Humanized antibodies, which are greater than 90% human in sequence, are potentially less immunogenic than chimeric antibodies. A number of blockbuster humanized antibodies have been approved by the FDA, including Herceptin (trastuzumab) for treatment of breast cancer, Avastin (bavacizumab) for treatment of colon cancer and Synagis (palivizumab) for prevention of respiratory syncytial virus (RSV) infection. Recently Humira (adalimumab), the first fully human antibody produced via phage display technology, was licensed by the FDA.
It, too, has achieved blockbuster status. Currently, more than 100 mAbs are in various stages of clinical trials to treat a range of human diseases, including cancers and inflammatory and infectious diseases. These antibodies are primarily humanized and fully human antibodies generated and optimized using antibody engineering technologies. Moreover, a number of engineering strategies have been deployed to enhance antibody potency and the resulting antibody-based drugs have entered clinical trials. These include antibody–drug conjugates,antibody–toxin fusion proteins and antibody where the Fc portion of the antibody has been engineered to elicit more effectively antibodydependent cellular cytotoxicity (ADCC) or complement dependent cytotoxicity (CDC). The engineering techniques used to generate therapeutic antibodies will be discussed in the following sections, after a review of antibody structure and function.

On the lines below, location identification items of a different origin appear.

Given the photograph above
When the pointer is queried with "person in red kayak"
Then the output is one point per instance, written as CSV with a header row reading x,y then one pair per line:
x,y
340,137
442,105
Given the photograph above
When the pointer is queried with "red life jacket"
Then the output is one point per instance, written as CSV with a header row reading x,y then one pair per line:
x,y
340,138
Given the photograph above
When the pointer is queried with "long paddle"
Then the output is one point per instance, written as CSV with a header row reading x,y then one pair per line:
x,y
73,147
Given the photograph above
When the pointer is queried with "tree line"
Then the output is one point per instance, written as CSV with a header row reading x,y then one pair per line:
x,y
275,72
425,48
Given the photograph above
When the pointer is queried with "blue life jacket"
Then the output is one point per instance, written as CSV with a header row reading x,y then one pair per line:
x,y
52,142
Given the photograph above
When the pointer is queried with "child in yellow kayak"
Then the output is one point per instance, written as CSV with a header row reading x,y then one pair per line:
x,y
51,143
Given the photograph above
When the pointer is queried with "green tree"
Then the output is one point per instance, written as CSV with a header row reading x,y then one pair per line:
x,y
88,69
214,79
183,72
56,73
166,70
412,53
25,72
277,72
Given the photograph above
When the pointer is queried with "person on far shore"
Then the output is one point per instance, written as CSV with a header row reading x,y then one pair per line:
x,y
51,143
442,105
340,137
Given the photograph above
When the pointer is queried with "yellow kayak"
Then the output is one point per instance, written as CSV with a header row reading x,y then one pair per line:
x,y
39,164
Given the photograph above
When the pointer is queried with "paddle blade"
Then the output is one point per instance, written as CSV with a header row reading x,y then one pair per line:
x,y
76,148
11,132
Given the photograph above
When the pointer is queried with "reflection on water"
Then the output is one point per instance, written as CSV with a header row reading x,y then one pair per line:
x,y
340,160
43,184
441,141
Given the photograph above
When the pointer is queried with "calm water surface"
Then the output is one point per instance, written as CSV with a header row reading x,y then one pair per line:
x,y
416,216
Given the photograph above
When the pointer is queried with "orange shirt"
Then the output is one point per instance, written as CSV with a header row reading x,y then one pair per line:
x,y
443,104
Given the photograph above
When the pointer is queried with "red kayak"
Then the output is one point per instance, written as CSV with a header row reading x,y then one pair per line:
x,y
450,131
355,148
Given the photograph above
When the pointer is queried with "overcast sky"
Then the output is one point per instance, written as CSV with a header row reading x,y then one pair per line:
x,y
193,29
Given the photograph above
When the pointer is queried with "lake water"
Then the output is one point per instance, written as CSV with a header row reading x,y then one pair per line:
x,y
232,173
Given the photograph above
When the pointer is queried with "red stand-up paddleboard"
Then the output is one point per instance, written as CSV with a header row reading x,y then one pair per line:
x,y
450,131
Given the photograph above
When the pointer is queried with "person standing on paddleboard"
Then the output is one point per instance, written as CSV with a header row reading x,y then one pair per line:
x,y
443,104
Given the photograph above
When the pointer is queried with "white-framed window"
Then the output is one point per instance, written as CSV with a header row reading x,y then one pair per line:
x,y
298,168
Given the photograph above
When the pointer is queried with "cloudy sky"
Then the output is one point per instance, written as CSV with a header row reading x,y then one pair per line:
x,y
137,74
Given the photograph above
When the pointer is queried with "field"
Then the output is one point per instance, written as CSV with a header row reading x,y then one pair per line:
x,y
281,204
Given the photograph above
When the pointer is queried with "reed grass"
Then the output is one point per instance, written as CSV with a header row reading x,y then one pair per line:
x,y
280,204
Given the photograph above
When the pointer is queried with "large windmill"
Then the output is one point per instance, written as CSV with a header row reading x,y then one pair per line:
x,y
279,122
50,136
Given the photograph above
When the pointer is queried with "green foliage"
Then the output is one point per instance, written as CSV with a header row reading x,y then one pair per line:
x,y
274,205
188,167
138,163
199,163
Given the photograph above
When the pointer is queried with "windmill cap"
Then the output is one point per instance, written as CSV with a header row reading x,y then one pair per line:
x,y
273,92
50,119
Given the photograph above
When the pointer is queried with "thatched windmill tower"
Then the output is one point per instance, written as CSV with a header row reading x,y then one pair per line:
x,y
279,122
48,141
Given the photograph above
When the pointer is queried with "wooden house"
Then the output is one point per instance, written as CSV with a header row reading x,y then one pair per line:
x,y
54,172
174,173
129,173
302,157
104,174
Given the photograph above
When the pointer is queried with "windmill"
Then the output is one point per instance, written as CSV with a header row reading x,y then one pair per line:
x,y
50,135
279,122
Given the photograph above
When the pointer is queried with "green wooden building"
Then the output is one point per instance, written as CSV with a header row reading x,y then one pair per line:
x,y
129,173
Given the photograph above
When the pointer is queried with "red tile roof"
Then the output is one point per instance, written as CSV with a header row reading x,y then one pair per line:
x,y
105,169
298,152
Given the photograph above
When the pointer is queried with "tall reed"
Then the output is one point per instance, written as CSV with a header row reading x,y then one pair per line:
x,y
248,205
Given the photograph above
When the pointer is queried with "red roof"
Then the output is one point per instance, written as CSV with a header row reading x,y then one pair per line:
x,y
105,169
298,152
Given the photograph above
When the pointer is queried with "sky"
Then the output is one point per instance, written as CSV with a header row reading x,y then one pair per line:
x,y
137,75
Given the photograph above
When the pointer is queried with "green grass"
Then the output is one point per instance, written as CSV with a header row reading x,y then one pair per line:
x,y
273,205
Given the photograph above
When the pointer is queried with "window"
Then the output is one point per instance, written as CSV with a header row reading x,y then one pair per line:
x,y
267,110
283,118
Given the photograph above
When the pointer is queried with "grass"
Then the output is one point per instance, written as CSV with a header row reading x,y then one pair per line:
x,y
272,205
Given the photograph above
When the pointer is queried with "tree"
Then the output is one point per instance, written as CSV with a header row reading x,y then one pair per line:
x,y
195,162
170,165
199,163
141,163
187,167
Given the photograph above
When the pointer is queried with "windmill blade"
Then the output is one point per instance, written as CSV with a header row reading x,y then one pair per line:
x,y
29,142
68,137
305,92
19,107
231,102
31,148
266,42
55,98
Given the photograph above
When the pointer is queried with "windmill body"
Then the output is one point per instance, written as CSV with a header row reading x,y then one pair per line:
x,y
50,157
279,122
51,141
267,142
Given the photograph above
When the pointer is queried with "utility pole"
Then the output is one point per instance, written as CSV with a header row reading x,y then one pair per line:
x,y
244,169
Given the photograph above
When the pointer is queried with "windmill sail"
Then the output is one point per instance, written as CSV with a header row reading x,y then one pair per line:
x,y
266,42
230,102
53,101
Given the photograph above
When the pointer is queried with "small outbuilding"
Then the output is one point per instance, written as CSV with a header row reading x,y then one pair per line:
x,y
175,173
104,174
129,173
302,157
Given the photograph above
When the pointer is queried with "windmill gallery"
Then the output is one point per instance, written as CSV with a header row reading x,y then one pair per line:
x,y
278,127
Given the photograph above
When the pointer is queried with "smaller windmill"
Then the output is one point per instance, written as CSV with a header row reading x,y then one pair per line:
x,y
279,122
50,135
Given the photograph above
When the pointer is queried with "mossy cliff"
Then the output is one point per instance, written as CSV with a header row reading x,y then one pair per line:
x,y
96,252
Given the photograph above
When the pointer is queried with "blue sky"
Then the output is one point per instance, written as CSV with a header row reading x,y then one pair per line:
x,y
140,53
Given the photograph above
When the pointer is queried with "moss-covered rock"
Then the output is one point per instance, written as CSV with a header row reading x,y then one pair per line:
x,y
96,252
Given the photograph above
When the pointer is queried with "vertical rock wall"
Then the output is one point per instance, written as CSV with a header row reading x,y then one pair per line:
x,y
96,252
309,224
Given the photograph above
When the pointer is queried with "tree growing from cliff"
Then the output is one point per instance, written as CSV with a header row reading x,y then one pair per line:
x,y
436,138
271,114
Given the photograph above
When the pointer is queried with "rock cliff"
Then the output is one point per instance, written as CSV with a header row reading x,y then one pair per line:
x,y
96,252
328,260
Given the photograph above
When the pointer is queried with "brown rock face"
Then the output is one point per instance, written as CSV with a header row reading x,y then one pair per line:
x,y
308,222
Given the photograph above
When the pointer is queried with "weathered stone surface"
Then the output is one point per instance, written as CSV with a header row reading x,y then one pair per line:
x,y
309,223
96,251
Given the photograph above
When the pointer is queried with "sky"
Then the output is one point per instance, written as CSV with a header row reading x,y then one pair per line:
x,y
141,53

Figure 1 Generation of monoclonal antibodies using hybridoma technology. The naı¨ve mouse generates a primary repertoire of more than 10⁶ rearranged V_H and V_L genes (colored bars) in B-cells, coding for antibodies that are displayed as membrane-bound molecules. Immunization (step 1) causes antigen-driven proliferation and somatic hypermutation (‘stars’ within V genes represent mutations introduced by the somatic hypermutation machinery). To make hybridomas, B-cells are harvested from the spleen (step 2) or marrow of the mouse and fused with immortal myeloma cell (wrinkled edged cells, step 3) to generate immortalized, antibody secreting hybridomas. Hybridomas are plated into microtiter plates and the supernatants containing secreted antibody are screened by ELISA for antigen binding (step 4). Hybridomas are expanded into tissue culture flasks and the secreted monoclonal antibodies purified (step 5).

Figure 2 Structure of IgG antibody and chimeric and humanized antibodies. (A) IgG structure. IgG antibody consists of a pair of heavy and light chains. Each chain consists of the antigen binding variable domains (V_H and V_L) and one or more constant domains (C_H1, C_H2, C_H3 and C_L). Each V or C domain contains an intramolecular disulfide bond (S–S). A single glycosylation site (CHO) exists in the CH2 domain of the heavy chain. The Fab consists of the light chain and the V_H–C_H1 domains; each IgG consists of two Fab arms. The Fv is the minimal antigen binding unit, consisting of the VH and VL domains. The VH and VL domains contact antigen via the amino acids in the complementarity determining regions (CDRs). The Fc region elicits antibody effector functions such as ADCC and CDC. (B) Alpha carbon backbone tracing of a chimeric antibody. The alpha carbon backbone tracing of a chimeric IgG antibody is shown. The chimeric antibody consists of murine VH and VL domains (colored cyan and green, respectively) and human constant domains (colored shades of gray). (C) Space filling model of a humanized antibody. Murine CDRs in each of the Fab arms are colored red. The framework regions of the V domains and all of the C-domains are colored gray.